5.2/10
Senior Film Conservator

A definitive 5.2/10 rating for a film that redefined the boundaries of cult cinema. Let's Eat remains a cornerstone of transgressive art.
If you are a fan of early, hand-drawn animation history, yes. If you are looking for a complex narrative or anything resembling a modern plot, you are definitely going to hate it. It is pure, unfiltered 1920s cartoon logic.
There is something inherently funny about the desperation in Let's Eat. The food supply is gone, the cupboards are bare, and Oswald just wants a fish. It’s the kind of premise that makes you wonder if animators back then just really liked watching characters suffer in the snow. ❄️
The ice fishing sequences are classic. You can almost see the gears turning in the animators' heads as they figure out how to make a hole in the ice as funny as possible. It reminded me a bit of the frantic energy in Busy Buddies, though definitely colder.
The dog is basically a chaos agent here. Every time Oswald tries to actually accomplish something, the dog is there to mess it up in a way that feels surprisingly mean-spirited for such a short bit. I found myself laughing at how pointless the struggle was. It just keeps going.

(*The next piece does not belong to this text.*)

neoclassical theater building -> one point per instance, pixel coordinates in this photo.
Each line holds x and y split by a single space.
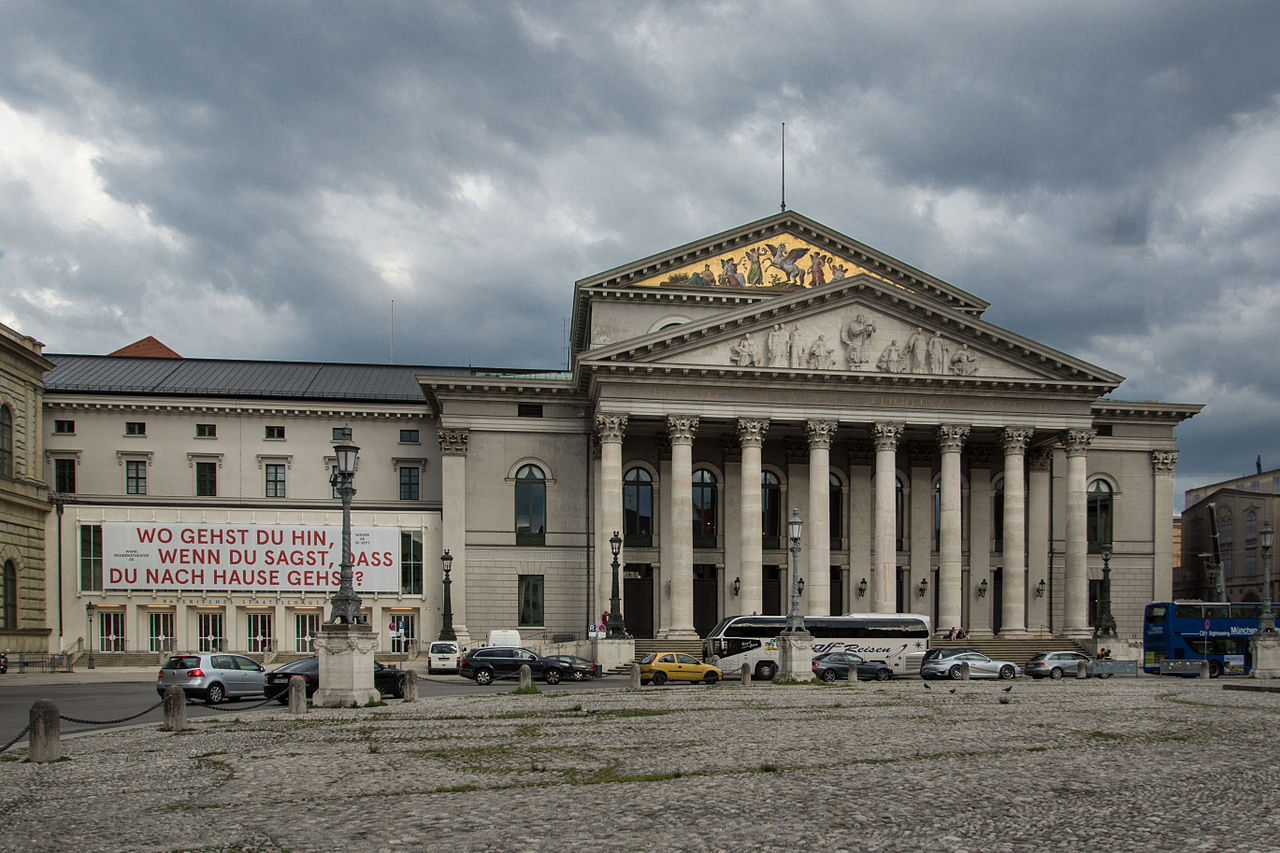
940 465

The animation is jerky, sure. But there is a charm to those old, slightly vibrating lines that you just don't get with clean digital stuff. Sometimes a character’s arm looks like it’s detached, or their head shifts three inches to the left for a frame. It’s imperfect, and that’s why it works.
If you put this next to something like Greed, it is a massive tonal shift, obviously. But both films share that weird, underlying obsession with survival. One just happens to be a rabbit on a lake and the other is… well, very different.
The pacing is fast, almost too fast. Before you can really settle into the setting, the cartoon is already trying to shove another gag down your throat. It doesn't have the room to breathe, but it doesn't really need to. It’s just a snack of a film. 🎣
I wouldn't call it a masterpiece. It’s just a weird, little relic that still manages to get a chuckle if you aren't overthinking it. Watch it, don't watch it—the fish don't care either way.